Aunque me importe bien poquito, de forma contradictoria me molesta enormemente la existencia de personas que se creen con el derecho a ningunear el resto.
Podría referirme entre otras cosas a la nueva plataforma territorial respecto al resto pero no es el caso, yo aquí no acostumbro hablar de esas cosas, no es lo mío. Lo siento, si así lo fuese, indudablemente sería de la casta, pero a mi me tiran otras cosas. Yo soy de aquella corriente -ya obsoleta, en desuso- del «haz el bien y no mires a quien», hoy en día conocida como «trata a los demás como quieres que te traten a ti». Es lo que tiene llevar años por aquí rondando, cuando vuelven las modas, no solamente se da uno cuenta de que vuelven a estar de moda aquellos zapatos que guardó en el fondo del armario hace muchos años, uno descubre que ya no puede calzarlos. Pues con la filosofía de vida pasa algo muy parecido a lo de los zapatos -esos que ni por un milagro pasajero vas a volver a calzar.

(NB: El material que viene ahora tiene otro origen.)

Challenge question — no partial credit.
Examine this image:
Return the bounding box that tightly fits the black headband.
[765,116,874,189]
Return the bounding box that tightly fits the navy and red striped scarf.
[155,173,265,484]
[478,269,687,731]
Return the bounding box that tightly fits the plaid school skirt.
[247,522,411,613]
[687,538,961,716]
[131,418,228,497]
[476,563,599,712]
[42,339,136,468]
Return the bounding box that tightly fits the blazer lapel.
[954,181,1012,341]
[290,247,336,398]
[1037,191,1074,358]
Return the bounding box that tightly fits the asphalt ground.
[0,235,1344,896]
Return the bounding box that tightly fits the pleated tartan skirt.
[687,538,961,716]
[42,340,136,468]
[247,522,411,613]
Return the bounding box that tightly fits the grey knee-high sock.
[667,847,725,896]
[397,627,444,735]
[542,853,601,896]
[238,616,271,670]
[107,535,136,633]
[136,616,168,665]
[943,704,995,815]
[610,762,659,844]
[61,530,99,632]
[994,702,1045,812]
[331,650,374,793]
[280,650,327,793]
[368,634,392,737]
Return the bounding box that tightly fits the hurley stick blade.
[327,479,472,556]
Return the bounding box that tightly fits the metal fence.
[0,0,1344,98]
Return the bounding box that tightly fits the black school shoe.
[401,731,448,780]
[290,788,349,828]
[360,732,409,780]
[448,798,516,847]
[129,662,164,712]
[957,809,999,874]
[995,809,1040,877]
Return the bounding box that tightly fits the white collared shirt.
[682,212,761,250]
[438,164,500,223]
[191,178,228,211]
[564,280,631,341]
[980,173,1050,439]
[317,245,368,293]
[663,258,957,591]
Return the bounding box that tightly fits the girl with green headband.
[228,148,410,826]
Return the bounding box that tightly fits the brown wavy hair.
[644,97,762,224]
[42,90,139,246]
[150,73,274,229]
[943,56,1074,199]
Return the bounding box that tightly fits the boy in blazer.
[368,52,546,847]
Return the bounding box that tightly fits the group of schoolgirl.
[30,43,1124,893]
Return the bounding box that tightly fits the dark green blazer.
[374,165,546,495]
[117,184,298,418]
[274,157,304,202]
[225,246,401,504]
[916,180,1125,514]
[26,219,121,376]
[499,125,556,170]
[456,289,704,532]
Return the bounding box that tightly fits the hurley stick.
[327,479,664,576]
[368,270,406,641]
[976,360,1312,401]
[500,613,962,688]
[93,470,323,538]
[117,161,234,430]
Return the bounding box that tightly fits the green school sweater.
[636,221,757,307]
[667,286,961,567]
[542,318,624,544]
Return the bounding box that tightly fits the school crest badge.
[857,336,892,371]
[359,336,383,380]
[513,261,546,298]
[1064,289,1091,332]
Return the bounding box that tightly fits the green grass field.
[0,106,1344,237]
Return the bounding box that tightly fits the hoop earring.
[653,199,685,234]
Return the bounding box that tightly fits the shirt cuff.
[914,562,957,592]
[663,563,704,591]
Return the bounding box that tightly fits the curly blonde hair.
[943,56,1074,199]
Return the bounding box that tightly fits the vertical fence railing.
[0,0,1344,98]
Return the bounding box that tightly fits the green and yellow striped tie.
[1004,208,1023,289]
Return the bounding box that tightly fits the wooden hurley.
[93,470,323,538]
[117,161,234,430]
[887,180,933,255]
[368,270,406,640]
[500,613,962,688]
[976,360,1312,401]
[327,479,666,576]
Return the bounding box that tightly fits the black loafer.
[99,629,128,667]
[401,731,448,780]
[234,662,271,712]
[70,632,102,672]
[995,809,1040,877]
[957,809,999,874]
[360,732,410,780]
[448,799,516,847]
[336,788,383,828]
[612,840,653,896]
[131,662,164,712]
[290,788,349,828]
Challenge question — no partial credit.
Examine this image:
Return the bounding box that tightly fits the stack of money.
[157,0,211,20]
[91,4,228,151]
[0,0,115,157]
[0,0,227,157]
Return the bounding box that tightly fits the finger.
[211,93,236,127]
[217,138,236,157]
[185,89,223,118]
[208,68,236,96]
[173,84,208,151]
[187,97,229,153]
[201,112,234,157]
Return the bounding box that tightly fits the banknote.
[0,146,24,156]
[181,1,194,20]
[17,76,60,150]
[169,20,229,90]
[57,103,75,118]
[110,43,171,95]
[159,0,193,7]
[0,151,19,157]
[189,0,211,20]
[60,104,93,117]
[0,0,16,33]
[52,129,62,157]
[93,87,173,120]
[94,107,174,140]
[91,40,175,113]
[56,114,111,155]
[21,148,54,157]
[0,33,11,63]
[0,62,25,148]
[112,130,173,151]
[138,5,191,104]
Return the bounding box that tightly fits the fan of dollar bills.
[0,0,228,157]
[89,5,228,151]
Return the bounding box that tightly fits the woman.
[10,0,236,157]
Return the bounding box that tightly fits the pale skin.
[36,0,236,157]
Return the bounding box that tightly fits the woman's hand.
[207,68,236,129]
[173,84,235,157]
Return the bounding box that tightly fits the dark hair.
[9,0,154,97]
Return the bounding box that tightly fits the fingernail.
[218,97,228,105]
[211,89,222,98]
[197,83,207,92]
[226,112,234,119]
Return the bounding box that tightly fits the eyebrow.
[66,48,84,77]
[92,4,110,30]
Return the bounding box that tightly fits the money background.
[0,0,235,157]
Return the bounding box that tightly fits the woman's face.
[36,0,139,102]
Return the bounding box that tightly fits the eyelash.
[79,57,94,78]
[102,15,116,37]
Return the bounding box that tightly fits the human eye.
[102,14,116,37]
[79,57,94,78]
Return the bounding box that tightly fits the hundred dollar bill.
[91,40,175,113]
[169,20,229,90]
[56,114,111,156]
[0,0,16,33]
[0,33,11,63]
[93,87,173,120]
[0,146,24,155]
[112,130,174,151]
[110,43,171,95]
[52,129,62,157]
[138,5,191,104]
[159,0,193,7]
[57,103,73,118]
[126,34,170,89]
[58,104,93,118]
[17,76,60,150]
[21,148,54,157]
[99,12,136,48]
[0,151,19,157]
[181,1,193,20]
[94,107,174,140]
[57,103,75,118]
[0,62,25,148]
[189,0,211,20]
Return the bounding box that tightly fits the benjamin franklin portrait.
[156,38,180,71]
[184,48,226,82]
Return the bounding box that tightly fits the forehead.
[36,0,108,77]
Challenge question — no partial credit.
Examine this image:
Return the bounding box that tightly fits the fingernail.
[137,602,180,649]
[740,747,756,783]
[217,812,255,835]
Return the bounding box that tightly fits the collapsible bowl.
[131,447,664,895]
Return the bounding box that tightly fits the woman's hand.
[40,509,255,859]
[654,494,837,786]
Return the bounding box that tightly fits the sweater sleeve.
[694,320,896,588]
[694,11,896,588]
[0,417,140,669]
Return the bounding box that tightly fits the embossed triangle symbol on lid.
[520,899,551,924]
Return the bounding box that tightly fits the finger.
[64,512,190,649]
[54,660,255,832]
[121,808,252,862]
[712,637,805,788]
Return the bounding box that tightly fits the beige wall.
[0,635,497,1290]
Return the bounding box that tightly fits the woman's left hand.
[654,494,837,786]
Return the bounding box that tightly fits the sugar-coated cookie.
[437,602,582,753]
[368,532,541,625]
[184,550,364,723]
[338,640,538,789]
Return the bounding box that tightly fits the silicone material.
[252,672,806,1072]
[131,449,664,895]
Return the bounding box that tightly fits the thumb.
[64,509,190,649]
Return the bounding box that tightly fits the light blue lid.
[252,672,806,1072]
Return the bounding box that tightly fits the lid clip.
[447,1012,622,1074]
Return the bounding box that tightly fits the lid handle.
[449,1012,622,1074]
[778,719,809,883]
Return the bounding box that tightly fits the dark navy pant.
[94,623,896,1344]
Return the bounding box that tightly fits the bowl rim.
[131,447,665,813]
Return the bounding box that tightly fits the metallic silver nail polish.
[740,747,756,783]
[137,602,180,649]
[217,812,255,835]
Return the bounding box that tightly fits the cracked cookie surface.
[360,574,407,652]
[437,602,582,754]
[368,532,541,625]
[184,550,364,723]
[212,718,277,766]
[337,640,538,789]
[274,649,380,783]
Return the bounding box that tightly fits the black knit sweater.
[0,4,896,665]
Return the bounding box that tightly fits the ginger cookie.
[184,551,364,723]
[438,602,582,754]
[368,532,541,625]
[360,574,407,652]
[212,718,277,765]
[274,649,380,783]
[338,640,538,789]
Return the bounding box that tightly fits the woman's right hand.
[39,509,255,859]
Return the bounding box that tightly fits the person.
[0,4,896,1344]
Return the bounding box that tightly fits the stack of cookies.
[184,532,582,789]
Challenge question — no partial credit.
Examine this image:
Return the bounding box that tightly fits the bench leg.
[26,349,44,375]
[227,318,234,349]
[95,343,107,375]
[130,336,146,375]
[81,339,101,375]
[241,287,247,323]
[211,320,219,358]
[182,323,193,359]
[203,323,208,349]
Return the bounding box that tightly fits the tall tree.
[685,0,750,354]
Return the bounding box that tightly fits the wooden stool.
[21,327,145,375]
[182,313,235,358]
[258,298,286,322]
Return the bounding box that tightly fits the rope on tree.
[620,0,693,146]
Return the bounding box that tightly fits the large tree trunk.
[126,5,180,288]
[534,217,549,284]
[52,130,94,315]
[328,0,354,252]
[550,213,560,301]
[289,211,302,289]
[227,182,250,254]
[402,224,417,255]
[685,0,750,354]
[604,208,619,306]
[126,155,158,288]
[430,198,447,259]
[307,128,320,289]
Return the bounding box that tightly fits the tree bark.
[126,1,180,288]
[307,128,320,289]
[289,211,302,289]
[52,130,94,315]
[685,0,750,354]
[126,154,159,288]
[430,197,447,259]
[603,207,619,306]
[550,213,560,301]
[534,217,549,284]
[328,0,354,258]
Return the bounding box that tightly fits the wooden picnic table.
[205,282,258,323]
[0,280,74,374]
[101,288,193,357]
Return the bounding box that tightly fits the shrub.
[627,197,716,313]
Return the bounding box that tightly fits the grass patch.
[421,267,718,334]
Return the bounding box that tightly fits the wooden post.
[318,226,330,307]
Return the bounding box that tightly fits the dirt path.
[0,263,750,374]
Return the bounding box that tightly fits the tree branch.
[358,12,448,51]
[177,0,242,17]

Y es que si hace muchos años, cuando de lunes a viernes, de once a once y media, no aguantabas la pataletas infantiles de las compañeras de patio, no vas ahora a hacerlo con las compañeras de trabajo o de colectivo. Con el tiempo nos volvemos más exigentes y dejamos de asemejarnos a aquellos lindos caballos de buena boca de nuestra crisis adolescente, aunque hoy en día, a estas alturas del siglo y pasada la cuarentena o lo que se tercie, uno se tropieza de vez en cuando, con especímenes que cada vez que la vida deja de sonreirle montan en un ataque de cuernos con el cristiano de turno y hasta a un brujo de marras enjabonan para conseguir su desgracia. ¡Cómo osan, bellacos del averno! ¿Cómo creen tener ellos el conocimiento y el protagonismo eterno?
Y lo peor de todo es el papelón del augur de turno, que no se mueve más que por dinero, y envaca al enfermo de la envidia en el peor de sus viajes, adentrándolo en el pozo del engaño, llevándolo quizá sin ser consciente, a recibir el peor de sus deseos para con el otro, aquel que por humano, por bueno, le consiente con lástima, lo que no está escrito en ningún sitio, y este individuo grosero marrullero y enfermo, se cree merecedor de todos los trofeos, hasta de los virus sanguinolentos procedentes del infierno.
A esos individuos, unos les llaman enfermos, otros tóxicos -y no precisamente por los virus- y antiguamente, protagónicos -aquellos que eran el niño en el bautizo, el novio en la boda y el difunto en el sepelio-.
Se llamen como se llamen, es mejor mantenerlo lejos. Es una cuestión de salud para nuestra mente, para nuestro cuerpo, que no es eterno.